In my first blogpost I mentioned that liquid hydrogen has 2.67 times the energy density of gasoline.  Further, its only combustion byproduct is water vapor.  Taken together, these make it a rather intriguing fuel in my book.  So, let’s take a closer look.

First of all, pure hydrogen does not exist in large quantities on our planet.  It is always combined with other elements in the form of compounds, the most common of which is water.  The water must undergo electrolysis to extract the hydrogen.  Since outside energy is required to do this, hydrogen is not a primary source of energy, but simply a medium for storing energy produced by other means.

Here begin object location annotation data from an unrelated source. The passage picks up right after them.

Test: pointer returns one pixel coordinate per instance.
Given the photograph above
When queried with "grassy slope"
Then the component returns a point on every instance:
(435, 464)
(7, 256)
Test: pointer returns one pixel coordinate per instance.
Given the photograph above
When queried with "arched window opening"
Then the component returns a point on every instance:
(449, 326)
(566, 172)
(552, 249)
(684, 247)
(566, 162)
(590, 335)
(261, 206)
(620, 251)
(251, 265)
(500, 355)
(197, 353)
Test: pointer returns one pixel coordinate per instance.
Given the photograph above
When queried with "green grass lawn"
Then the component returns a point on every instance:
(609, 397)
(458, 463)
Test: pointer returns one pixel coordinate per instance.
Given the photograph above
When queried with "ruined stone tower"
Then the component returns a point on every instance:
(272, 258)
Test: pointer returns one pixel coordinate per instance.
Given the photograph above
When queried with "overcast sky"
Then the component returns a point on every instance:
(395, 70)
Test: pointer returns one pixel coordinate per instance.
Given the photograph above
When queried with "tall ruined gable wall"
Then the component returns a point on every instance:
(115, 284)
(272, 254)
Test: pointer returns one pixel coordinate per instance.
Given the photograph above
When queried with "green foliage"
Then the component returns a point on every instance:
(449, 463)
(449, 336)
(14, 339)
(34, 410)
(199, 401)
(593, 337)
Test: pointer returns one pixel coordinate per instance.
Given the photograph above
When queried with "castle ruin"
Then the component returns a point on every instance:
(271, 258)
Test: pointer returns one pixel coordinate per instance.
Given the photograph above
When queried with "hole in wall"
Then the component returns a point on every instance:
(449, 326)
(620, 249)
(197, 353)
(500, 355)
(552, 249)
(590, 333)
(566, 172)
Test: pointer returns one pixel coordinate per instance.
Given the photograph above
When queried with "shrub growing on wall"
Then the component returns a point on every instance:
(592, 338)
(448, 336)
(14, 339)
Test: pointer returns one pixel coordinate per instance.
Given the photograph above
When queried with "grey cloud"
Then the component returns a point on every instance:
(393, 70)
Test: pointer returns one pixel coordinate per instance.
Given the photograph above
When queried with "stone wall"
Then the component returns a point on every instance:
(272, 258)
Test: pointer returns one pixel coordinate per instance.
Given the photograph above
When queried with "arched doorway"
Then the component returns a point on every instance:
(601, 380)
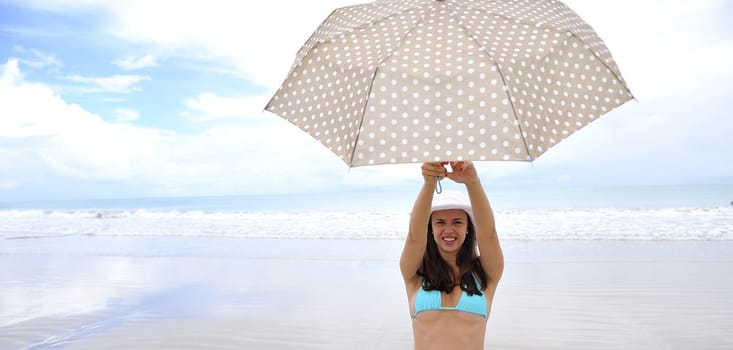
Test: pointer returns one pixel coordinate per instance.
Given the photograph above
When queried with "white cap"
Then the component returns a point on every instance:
(452, 200)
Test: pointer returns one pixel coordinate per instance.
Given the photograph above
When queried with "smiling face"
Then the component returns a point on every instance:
(449, 229)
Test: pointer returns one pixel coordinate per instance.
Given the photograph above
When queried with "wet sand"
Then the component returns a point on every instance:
(86, 292)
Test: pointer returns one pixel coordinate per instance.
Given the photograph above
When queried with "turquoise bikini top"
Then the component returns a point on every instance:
(431, 300)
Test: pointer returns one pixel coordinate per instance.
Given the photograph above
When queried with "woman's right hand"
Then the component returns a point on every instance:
(432, 170)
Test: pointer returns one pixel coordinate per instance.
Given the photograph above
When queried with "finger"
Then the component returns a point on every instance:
(433, 169)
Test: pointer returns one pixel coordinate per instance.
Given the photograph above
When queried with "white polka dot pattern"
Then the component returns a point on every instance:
(428, 80)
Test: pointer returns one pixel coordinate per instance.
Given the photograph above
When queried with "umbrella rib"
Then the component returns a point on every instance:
(376, 70)
(503, 80)
(546, 25)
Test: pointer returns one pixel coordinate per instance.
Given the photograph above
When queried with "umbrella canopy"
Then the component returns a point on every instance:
(405, 81)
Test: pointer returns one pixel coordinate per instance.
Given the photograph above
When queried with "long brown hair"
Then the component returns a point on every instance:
(437, 274)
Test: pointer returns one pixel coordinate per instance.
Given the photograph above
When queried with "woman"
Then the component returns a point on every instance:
(450, 286)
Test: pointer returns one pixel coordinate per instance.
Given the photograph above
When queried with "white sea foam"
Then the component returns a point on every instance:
(532, 224)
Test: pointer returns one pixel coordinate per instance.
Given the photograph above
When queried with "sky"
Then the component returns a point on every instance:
(138, 98)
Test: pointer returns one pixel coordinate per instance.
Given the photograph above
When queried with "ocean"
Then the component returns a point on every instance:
(602, 213)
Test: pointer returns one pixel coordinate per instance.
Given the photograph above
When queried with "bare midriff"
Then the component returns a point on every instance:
(448, 329)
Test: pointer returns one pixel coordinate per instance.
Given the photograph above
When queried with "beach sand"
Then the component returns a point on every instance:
(91, 292)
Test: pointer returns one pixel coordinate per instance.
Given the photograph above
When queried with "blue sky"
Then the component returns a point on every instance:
(102, 99)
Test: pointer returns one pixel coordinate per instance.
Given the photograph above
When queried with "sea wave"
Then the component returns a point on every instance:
(540, 224)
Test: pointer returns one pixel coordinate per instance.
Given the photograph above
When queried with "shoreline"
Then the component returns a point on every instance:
(145, 292)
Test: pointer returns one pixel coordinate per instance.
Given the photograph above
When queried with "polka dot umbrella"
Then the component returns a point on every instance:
(407, 81)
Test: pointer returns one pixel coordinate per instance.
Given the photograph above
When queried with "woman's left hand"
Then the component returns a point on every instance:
(463, 172)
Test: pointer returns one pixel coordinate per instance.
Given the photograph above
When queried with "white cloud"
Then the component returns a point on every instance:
(122, 84)
(208, 106)
(61, 141)
(126, 115)
(38, 59)
(133, 63)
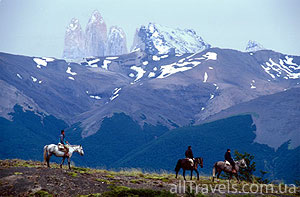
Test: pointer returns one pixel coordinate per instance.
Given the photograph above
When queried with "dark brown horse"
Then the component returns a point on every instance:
(222, 166)
(185, 164)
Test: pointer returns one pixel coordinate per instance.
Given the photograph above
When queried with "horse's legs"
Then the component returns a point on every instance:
(48, 160)
(62, 162)
(197, 174)
(237, 177)
(230, 177)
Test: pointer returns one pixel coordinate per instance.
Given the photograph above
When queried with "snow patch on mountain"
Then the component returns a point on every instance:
(40, 62)
(140, 72)
(34, 79)
(170, 69)
(19, 76)
(286, 68)
(253, 46)
(105, 64)
(70, 72)
(210, 56)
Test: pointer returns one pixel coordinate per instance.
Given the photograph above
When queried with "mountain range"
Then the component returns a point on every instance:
(143, 108)
(95, 41)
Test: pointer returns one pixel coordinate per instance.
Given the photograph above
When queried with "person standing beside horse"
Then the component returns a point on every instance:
(64, 142)
(189, 155)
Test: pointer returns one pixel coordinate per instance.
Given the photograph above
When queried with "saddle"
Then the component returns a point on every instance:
(191, 161)
(227, 163)
(61, 147)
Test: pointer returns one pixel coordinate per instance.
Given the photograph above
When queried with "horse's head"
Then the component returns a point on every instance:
(79, 149)
(242, 163)
(199, 160)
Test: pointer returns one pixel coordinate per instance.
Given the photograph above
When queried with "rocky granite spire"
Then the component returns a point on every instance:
(159, 39)
(96, 35)
(74, 41)
(116, 43)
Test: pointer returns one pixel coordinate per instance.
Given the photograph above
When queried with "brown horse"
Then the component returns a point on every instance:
(222, 166)
(185, 164)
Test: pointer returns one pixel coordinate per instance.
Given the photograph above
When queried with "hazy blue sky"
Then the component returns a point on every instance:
(37, 27)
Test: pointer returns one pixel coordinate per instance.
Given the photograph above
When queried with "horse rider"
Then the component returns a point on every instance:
(230, 160)
(189, 155)
(65, 143)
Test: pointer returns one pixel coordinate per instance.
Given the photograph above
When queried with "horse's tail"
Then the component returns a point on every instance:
(45, 153)
(178, 165)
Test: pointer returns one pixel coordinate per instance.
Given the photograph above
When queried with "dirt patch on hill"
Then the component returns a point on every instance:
(24, 178)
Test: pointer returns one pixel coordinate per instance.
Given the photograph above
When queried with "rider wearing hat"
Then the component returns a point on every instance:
(189, 155)
(230, 160)
(63, 141)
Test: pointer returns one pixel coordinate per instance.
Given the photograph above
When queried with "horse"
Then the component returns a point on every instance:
(222, 166)
(185, 164)
(53, 149)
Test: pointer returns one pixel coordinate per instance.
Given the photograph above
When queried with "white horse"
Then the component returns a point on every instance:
(52, 149)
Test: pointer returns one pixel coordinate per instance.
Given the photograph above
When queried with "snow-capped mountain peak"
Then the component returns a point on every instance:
(253, 46)
(159, 39)
(74, 25)
(116, 42)
(96, 35)
(96, 17)
(74, 40)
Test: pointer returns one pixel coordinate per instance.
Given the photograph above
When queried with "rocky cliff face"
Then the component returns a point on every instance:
(96, 35)
(158, 39)
(116, 43)
(74, 41)
(95, 41)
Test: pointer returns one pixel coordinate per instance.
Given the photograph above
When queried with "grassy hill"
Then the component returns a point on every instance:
(32, 178)
(123, 143)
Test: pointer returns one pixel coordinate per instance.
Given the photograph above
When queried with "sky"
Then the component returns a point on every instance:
(37, 27)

No matter.  Batteries are used exactly the same way.

The major drawback of pure hydrogen is that it must either be stored under extremely high pressure (typically 10,000 psi) or in cryogenic flasks (boiling point = 21ºK) to take advantage of its high energy density.  Both of these add weight and complexity to this otherwise simple fuel.

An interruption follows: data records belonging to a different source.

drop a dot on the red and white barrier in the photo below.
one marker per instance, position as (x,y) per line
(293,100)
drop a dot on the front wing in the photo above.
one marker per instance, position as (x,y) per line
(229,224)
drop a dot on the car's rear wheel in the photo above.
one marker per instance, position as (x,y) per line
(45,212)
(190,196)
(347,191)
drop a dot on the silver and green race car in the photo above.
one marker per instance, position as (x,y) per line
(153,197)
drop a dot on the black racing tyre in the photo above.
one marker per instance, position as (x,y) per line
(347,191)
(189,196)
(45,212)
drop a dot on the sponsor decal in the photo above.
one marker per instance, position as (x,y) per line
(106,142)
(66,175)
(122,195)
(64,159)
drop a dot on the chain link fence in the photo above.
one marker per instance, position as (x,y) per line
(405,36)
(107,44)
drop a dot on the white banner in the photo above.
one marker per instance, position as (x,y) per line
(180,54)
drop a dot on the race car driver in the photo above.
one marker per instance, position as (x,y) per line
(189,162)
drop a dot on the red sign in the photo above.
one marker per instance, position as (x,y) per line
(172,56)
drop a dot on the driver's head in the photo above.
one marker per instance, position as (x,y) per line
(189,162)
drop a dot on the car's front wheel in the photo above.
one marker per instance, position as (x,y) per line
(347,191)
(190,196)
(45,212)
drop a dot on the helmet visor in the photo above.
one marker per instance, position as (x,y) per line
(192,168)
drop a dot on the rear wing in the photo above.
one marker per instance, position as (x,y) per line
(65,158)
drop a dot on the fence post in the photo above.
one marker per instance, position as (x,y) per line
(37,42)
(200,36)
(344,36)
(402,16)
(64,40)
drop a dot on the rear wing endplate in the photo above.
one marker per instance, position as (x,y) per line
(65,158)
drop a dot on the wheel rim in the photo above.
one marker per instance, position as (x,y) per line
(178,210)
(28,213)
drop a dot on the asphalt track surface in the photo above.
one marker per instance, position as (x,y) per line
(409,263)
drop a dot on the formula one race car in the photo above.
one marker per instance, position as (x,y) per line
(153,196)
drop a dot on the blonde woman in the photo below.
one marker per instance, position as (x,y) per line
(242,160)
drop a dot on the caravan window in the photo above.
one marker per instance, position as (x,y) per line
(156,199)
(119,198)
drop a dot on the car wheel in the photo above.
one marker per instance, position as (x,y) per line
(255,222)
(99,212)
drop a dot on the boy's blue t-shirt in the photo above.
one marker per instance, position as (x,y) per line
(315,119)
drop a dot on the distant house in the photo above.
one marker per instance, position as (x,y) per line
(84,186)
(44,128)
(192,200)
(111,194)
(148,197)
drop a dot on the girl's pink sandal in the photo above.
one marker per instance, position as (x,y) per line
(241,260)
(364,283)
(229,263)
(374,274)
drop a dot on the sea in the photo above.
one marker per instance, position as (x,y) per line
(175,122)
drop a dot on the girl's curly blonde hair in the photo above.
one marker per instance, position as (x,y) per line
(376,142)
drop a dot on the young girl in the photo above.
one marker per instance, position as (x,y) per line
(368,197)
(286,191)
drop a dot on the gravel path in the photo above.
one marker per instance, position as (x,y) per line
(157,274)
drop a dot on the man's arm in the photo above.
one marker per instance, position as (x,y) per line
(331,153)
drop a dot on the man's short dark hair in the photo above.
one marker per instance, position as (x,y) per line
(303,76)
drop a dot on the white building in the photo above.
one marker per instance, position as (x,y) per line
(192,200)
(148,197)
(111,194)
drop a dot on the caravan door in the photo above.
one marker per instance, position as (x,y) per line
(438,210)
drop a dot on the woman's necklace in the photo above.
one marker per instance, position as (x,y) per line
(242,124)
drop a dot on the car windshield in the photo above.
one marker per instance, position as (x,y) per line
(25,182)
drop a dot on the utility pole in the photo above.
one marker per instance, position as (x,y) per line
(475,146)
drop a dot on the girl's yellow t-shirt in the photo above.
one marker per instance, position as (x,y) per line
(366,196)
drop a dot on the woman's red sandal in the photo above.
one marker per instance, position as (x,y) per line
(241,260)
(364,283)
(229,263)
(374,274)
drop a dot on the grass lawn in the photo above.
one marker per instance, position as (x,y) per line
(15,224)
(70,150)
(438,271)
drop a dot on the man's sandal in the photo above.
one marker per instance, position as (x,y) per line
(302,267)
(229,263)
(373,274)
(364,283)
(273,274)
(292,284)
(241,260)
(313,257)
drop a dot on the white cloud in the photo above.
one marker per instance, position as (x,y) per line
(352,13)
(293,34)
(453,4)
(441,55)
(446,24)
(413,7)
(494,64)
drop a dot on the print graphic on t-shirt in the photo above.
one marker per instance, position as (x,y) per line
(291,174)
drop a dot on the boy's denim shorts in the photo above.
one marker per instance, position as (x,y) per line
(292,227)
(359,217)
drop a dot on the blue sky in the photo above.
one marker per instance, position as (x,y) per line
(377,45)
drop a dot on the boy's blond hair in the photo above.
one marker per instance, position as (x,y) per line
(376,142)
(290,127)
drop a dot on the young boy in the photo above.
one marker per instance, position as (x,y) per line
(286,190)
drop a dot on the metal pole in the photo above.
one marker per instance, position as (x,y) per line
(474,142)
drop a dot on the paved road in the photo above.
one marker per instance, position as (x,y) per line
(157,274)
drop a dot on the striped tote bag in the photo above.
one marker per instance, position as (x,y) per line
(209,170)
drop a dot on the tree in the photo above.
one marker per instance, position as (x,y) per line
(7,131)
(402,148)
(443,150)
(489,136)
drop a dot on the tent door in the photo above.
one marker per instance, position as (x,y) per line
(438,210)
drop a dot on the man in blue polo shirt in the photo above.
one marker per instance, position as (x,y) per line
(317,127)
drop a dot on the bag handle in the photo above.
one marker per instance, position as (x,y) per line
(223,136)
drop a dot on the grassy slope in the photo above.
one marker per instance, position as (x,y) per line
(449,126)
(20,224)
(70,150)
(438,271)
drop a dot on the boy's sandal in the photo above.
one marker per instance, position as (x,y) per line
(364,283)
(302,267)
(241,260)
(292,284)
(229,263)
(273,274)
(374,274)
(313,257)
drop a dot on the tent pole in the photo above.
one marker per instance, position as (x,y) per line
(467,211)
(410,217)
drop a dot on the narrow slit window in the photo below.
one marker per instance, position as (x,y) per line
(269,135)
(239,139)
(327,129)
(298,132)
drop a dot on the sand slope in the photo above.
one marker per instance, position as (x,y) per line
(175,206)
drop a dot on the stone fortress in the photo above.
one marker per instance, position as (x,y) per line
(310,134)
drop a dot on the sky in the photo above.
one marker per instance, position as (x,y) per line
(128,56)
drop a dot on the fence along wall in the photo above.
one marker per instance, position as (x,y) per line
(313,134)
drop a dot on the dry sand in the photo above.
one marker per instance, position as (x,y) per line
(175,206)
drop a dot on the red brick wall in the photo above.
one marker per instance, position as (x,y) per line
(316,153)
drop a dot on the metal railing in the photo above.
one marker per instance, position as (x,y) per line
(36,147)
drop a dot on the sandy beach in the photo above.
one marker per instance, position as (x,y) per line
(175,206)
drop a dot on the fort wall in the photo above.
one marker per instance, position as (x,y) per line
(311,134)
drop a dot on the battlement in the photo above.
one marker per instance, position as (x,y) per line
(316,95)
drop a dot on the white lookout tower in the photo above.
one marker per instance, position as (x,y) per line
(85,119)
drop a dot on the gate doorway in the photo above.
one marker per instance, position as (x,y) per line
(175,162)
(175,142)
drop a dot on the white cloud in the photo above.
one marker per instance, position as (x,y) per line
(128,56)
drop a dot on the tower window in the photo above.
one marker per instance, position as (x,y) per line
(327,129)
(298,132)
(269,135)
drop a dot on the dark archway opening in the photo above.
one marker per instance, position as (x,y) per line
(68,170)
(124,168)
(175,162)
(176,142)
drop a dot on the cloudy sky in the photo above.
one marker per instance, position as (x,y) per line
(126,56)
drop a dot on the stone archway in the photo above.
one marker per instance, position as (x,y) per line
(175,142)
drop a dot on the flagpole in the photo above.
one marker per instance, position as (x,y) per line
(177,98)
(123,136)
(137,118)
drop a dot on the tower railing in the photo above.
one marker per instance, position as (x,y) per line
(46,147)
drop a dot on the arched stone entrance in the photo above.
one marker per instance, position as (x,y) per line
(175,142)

Also, there is inherent danger in using either approach in an automotive application.  A ruptured cylinder could produce an enormous fire ball or shoot off like a rocket.  And a splash of cryogenic liquid can burn flesh as badly as any flame.

A promising alternative, however, is to store hydrogen in the form of a metal-hydride.  Since hydrogen atoms are tiny and have only a single electron in their 1S orbital, they have a great affinity for many metals.  These metals can suck up hydrogen like a sponge sucks up water. 

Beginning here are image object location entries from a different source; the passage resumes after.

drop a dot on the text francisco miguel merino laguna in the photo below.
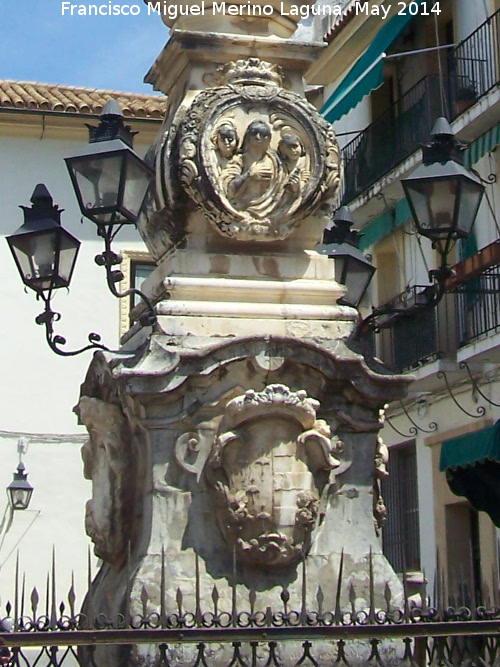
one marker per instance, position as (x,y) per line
(247,9)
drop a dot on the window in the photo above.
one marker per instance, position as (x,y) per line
(400,534)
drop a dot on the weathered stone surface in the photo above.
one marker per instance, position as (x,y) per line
(212,416)
(234,451)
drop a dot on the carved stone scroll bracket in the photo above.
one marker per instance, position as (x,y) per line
(111,460)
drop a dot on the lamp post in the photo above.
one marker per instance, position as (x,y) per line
(20,490)
(352,269)
(111,183)
(444,200)
(443,196)
(45,255)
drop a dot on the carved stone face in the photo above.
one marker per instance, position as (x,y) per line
(290,147)
(263,475)
(248,137)
(226,140)
(257,138)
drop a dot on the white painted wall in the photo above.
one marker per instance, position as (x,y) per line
(39,389)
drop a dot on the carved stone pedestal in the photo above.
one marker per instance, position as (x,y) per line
(233,450)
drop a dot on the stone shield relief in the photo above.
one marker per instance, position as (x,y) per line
(255,158)
(266,472)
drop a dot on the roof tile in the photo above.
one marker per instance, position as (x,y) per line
(73,99)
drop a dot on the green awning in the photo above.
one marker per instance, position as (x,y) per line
(472,466)
(367,73)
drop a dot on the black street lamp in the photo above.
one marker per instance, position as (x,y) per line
(20,490)
(444,200)
(44,252)
(443,196)
(352,269)
(110,180)
(45,255)
(111,183)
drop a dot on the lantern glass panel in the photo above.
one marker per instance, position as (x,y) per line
(98,180)
(136,186)
(470,200)
(20,498)
(355,275)
(434,204)
(36,256)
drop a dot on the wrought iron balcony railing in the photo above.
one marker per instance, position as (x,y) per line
(473,70)
(468,313)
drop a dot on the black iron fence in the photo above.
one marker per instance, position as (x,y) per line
(469,313)
(473,69)
(250,635)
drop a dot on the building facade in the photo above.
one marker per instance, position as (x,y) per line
(386,81)
(40,125)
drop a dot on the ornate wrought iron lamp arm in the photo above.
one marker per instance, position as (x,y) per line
(433,295)
(48,317)
(475,385)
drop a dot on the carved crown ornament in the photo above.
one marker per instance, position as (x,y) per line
(255,158)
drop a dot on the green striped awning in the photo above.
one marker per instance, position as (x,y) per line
(472,466)
(381,226)
(367,72)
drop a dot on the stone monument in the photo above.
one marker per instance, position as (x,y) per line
(238,439)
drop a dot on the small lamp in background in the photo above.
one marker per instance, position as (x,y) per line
(20,490)
(352,269)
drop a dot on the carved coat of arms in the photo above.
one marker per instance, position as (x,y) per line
(270,462)
(254,157)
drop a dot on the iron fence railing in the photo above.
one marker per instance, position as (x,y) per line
(469,313)
(445,633)
(473,69)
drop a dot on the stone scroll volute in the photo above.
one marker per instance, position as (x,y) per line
(112,465)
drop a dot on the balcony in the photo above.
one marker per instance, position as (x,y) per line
(473,71)
(470,313)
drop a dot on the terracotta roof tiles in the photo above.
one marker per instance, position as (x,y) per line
(72,99)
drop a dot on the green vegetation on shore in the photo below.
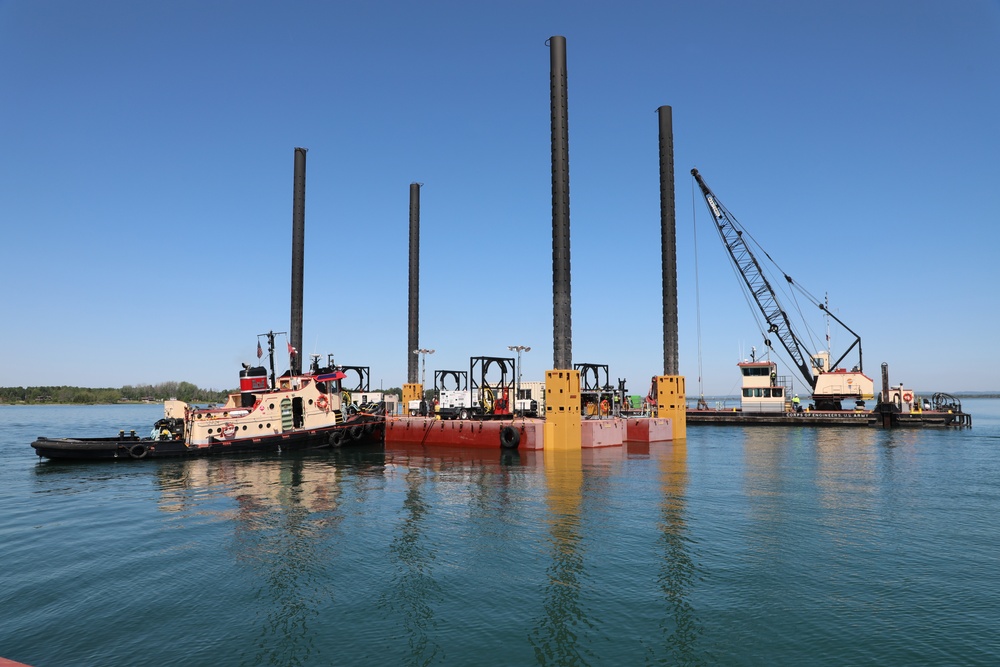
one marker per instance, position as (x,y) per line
(182,391)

Palladium, for instance, will hold 900 times its own volume in hydrogen.  That is a volumetric storage density that exceeds liquid hydrogen all by itself!  The palladium adds significant weight, of course, and the pure metal is very expensive.  Nonetheless, the hydrogen is easily recovered by simply heating the material.

Palladium is just one example.  Much research is being done on other metal complexes to find ones that have both a low cost and low weight.  Promising candidates include combinations of lithium, boron and aluminum.

Keep an eye on this.  My hunch is that hydrogen will find a significant role as the portable fuel of the future – a future that will ultimately be powered by nuclear means.